Cela dit, combien de journées sanglantes, qui ont éclaboussé le pays des droits de l'Homme, resteront à jamais des mystères? Devant les aspects peu reluisants de la guerre, Pierre Vidal Naquet écrivait: «On faisait la sourde oreille et on se voilait la face.» Le temps qui s'est écoulé depuis, ne diminue en rien la flamme du souvenir et la responsabilité des auteurs de cette barbarie policière encouragée par le sanguinaire Maurice Papon, l'exécutant des basses besognes. Ces crimes de «lèse-majesté» comme les a qualifiés A.P. Esquivel, le prix Nobel de la paix de 1981, dont rien ne peut atténuer l'horreur, demeurent imprescriptibles. Il est aberrant qu'à ce jour, la France officielle n'arrive pas à se débarrasser de son complexe pour affronter l'impensé colonial. Et pourtant, de la reconnaissance des responsabilités qui étaient les siennes, elle ne sortira que grandie. «On s'honore en disant la vérité, parfois en demandant pardon», disait, à juste titre, Bertrand Delanoë, le maire de Paris, à propos de «la barbarie de Sétif», «tragédie inexcusable» selon Michel Barnier, l'ex-ministre des Affaires étrangères. Au lieu de tergiverser sur le «rôle positif» de la présence française outre-mer, l'élite politique ferait mieux de mettre fin à la guerre des mémoires et s'atteler, enfin, à l'écriture des pages tragiques de son histoire.

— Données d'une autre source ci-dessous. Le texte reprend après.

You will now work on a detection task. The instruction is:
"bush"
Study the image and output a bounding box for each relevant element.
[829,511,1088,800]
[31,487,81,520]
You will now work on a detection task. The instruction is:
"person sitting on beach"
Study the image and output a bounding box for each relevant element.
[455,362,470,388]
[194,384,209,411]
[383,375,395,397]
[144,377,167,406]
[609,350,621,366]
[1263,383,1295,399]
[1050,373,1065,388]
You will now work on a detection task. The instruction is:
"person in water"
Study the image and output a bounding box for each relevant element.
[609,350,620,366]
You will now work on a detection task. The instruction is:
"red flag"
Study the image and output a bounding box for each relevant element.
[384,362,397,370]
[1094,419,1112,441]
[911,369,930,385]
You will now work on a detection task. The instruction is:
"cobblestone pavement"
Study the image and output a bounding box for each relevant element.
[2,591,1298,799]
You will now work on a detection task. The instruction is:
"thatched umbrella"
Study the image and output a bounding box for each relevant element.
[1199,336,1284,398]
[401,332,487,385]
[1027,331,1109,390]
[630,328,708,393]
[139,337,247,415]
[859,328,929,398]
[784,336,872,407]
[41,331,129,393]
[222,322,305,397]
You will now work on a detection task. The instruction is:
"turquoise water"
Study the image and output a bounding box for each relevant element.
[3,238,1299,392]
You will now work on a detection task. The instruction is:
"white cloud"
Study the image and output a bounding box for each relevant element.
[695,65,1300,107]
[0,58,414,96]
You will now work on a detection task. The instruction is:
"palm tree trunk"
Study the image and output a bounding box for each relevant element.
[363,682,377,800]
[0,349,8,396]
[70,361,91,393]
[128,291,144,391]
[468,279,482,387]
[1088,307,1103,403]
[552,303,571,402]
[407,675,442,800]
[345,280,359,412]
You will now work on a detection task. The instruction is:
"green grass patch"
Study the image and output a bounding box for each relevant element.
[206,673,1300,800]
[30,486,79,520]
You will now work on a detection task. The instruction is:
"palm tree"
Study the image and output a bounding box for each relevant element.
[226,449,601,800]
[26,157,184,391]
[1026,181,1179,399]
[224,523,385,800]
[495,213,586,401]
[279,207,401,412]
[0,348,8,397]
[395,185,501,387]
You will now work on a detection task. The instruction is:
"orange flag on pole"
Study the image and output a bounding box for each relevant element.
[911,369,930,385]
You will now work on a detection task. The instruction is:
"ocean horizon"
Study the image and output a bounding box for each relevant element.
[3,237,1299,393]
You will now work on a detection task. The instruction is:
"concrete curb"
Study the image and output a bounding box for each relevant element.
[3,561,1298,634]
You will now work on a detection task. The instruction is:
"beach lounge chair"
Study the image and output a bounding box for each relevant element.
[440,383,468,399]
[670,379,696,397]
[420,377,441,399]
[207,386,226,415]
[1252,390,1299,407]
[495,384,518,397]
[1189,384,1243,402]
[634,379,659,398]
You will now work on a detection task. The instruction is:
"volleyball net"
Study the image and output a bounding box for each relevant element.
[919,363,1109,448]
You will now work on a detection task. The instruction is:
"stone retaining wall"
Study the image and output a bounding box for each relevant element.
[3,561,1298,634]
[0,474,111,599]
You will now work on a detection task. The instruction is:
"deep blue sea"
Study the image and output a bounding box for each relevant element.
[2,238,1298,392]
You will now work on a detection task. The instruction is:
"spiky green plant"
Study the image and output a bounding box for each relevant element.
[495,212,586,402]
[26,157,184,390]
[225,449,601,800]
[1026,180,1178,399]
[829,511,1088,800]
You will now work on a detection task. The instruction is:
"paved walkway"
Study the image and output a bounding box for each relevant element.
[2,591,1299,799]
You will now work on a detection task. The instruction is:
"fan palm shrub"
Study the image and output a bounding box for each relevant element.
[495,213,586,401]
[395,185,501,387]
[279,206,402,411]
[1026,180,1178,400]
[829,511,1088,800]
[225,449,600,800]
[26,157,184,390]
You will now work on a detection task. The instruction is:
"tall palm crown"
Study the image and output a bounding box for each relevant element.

Comme chaque année à la même date, l'Algérie officielle se réveille pour se recueillir et entretenir le souvenir. Mais, cinquante années après ces dramatiques événements, que reste-t-il de ce segment de notre histoire? Une journée nationale de recueillement, des cérémonials de circonstance et des gerbes de fleurs déposées au Carré des Martyrs. Au-delà des commémorations, il ne reste pas grand-chose. L'urgence aujourd'hui est d'enraciner le souvenir dans la mémoire et de faire face à l'histoire. Pour ce faire, les médias, et plus particulièrement le cinéma, la télévision et la radio, ont un rôle fondamental à jouer pour éveiller les consciences. Or, que constate-t-on? La production artistique et documentaire semble bouder la mémoire historique. Elle n'aborde quasiment jamais les sujets délicats. Ainsi, des pans entiers de notre passé récent demeurent occultés du fait du désintérêt des médias nationaux qui évitent ou évoquent superficiellement notre histoire, comme le font les manuels scolaires qui, eux aussi, ont besoin d'un sérieux lifting. Excepté les courageux témoignages de Jacques Panigel, Octobre à Paris et Le 17 Octobre, une journée portée disparue,de Philip Brooks et Alan Hayling, films réalisés en direct pour le premier et construit essentiellement à partir d'images furtives prises en cachette, d'interviews et de photographies pour le second, sont demeurés, très longtemps, sans visa de distribution. Ainsi, les «événements» d'Octobre 1961, n'ont suscité que peu d'initiatives de la part des créateurs. Dernièrement deux documentaires, Ici on noie les Algériens. Le 17 octobre 1961 de Yasmina Adi et Le Silence du Fleuve de Mehdi Lallaoui et Agnès Denis sont venus réveiller les consciences et animer le souvenir.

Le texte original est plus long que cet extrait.